European stocks are due a rebound

European stockmarkets were cheered by the announcement of a Franc-German plan to issue a common European bond, which came as lockdowns were eased in many parts of the continent.

Germany’s chancellor Angela Merkel has finally acceded to a French plan to issue a common European bond, say Matthew Karnitschnig and Rym Momtaz in Politico. The proposed €500bn vehicle would borrow from financial markets and give grants to countries in need. The proposal is simple, says former European Central Bank (ECB) economist Lucas Guttenberg: “European bonds for EU expenditure”.

Some have gone so far as to speak of Europe’s “Hamiltonian moment”, says the Financial Times: a reference to the US federal government’s decision to assume state debts in 1790, which knitted together the young United States. 

But for now, such talk is overheated.

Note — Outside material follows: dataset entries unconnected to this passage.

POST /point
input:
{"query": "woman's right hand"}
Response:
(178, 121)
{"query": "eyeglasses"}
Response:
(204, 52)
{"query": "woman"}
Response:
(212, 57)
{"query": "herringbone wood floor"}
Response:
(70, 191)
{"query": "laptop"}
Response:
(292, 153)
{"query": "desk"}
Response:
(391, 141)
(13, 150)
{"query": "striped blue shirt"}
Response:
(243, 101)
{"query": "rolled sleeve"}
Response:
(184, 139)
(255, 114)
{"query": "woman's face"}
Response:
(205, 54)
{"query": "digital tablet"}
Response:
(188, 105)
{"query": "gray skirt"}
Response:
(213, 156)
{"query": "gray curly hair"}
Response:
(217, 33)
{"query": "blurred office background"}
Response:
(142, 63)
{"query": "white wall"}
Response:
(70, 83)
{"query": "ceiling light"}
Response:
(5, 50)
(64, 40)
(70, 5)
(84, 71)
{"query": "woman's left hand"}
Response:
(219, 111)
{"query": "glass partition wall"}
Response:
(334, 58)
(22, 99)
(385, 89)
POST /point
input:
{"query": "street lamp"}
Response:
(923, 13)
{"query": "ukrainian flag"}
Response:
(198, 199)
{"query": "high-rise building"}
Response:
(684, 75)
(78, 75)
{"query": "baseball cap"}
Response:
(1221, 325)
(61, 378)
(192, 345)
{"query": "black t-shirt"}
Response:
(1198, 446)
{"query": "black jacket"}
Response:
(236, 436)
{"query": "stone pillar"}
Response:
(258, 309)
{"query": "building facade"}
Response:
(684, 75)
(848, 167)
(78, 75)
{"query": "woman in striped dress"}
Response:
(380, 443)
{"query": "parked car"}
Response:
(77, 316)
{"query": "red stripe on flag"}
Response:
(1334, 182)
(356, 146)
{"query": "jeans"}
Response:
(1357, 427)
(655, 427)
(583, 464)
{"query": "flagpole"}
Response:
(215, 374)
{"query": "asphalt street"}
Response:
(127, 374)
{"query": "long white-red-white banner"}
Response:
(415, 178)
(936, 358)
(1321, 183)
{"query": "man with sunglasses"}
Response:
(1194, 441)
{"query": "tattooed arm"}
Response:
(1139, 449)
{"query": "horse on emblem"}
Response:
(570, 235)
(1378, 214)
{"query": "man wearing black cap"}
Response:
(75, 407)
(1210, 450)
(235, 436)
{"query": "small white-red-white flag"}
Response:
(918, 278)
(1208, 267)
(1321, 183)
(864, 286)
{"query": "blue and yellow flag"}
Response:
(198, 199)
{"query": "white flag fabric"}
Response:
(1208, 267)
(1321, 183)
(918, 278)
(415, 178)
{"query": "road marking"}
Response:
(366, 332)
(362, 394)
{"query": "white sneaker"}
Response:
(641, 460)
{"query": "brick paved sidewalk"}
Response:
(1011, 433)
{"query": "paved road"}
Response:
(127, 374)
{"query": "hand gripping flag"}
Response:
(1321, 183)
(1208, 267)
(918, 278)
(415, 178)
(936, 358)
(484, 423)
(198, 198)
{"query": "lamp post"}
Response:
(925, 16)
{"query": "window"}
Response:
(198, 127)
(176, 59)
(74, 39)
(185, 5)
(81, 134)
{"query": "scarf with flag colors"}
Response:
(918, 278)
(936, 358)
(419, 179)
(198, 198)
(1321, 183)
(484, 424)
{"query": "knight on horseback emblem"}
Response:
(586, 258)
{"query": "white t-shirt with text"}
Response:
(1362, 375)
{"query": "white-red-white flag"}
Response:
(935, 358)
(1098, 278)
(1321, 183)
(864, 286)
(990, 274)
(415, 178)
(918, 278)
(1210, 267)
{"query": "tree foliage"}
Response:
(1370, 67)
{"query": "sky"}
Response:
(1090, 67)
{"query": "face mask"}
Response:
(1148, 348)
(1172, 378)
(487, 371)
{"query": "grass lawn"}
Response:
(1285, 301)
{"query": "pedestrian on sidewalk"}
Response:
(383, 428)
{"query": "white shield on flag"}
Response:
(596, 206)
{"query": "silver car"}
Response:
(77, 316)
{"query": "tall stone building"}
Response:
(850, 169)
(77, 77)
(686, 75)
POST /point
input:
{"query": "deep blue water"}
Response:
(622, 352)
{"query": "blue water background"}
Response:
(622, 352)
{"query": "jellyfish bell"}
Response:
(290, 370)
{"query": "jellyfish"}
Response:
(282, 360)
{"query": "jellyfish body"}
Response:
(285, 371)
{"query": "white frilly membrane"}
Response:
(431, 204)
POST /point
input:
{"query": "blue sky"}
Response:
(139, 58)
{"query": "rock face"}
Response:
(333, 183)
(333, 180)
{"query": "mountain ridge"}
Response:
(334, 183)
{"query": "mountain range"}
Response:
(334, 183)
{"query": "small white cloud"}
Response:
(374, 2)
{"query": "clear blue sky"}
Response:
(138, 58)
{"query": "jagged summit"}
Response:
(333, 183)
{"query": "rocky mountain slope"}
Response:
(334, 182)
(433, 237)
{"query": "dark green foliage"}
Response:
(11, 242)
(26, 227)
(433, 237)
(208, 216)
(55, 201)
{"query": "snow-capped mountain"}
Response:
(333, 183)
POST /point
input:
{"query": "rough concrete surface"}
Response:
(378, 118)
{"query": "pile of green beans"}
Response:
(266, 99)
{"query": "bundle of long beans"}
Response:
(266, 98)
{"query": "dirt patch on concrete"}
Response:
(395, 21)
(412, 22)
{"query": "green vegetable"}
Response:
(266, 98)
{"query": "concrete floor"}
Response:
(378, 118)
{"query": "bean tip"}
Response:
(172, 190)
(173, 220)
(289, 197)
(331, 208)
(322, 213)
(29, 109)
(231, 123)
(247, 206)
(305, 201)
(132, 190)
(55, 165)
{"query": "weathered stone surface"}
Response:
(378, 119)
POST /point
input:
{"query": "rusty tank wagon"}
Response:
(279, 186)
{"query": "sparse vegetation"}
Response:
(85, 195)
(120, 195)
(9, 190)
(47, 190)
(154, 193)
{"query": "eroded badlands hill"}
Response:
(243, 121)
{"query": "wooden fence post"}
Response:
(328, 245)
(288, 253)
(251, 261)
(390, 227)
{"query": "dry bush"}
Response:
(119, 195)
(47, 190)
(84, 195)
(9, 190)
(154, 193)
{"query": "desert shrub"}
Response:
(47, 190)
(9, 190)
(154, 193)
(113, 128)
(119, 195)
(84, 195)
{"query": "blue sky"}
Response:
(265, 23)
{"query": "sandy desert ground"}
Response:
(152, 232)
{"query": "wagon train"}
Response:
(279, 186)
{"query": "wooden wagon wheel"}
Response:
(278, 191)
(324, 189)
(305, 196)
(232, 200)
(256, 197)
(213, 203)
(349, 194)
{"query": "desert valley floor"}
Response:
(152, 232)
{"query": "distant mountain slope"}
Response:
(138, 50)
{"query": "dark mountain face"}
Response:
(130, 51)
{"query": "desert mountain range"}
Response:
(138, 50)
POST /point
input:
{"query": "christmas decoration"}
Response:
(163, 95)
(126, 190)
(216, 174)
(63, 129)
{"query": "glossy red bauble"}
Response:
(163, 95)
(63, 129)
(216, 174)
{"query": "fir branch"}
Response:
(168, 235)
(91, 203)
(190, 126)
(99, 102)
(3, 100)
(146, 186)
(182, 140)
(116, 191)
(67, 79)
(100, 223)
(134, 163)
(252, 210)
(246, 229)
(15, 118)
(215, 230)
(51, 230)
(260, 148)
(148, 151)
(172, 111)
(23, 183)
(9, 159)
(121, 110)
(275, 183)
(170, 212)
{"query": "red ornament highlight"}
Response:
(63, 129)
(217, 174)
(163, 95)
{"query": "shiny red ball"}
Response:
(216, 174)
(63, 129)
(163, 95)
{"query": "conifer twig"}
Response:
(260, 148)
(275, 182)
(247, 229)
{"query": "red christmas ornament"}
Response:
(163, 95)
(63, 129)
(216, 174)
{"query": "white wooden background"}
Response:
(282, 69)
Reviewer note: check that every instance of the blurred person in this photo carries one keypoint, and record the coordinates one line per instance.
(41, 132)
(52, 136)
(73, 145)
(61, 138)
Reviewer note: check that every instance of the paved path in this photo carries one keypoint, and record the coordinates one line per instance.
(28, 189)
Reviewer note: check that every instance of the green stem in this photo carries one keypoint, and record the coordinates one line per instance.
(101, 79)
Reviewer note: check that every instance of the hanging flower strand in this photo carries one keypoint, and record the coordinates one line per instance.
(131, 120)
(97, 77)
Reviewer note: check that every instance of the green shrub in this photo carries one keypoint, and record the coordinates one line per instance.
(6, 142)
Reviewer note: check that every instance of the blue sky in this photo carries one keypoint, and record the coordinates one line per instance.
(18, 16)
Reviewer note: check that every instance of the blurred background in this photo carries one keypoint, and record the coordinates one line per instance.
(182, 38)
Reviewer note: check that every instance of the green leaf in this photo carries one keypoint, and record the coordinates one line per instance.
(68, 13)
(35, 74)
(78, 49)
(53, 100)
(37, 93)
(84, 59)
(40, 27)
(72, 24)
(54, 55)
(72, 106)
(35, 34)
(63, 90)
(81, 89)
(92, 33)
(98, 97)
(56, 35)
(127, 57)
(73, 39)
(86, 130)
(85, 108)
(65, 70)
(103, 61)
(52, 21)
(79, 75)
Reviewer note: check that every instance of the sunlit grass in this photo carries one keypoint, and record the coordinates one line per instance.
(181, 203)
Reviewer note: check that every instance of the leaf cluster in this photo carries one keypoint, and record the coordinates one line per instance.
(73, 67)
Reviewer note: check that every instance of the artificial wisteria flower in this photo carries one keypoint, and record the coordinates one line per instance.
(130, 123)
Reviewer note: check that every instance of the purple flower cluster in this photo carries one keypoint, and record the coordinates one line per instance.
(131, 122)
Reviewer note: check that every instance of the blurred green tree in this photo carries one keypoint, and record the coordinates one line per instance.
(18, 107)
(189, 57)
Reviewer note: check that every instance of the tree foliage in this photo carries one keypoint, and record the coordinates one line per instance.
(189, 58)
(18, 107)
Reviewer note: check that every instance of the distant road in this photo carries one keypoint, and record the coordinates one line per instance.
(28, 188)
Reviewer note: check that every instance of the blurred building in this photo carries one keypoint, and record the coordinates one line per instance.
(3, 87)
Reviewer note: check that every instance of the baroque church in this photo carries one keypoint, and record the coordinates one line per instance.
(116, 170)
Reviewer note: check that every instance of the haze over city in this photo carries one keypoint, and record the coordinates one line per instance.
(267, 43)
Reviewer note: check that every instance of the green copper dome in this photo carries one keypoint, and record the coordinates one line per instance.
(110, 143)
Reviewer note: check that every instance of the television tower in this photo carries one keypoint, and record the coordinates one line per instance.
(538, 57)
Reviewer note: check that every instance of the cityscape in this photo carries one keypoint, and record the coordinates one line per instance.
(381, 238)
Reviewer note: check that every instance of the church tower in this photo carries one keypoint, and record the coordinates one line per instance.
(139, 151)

This plan falls far short of full fiscal union and could yet be watered down because of opposition from the “frugal four” of Austria, Denmark, the Netherlands and Sweden. Still, this “Eurobond trial balloon” is a powerful symbol of German commitment to the euro, says Katharina Utermöhl of Allianz.

Markets were cheered by the Franco-German announcement, which came as lockdowns were eased in many parts of the continent. The pan-European Euro Stoxx 600 index advanced by 3.7% last week. German investors’ confidence hit a five-year high in May. 

The Stoxx 600 is still down 17% since the start of January, underperforming both the US and China. A crucial weakness is the region’s shaky banking sector. The Stoxx 600 Bank index has tumbled by an eye-watering 43% this year, note Jan-Patrick Barnert and Michael Msika on Bloomberg. Trading on just 0.4 times book value, Europe’s banks have never been cheaper, but few want to have a nibble. Negative interest rates, large loan-loss provisions and a shaky growth outlook are scaring off all but the bravest. 

Tech sector eclipses banks

Staid European markets are weighted towards mature industries such as banking, carmakers and oil, while America has its high-growth tech sector to thank for consistent investment outperformance. Yet the rout in European finance means that the picture is changing, says a research note by Morgan Stanley. For the first time, technology is a bigger part of the European index than banks. Once accounting for one-fifth of the value of European shares, today the region’s banks make up just 5.6%, compared with 7% for technology. 

Developed European markets trade on a cyclically-adjusted price/earnings ratio of 15.7, a bargain compared with America’s 26.8. With the ECB poised to provide yet more liquidity by expanding its €750bn bond purchase programme, that leaves European shares well placed to outperform when the recovery eventually arrives.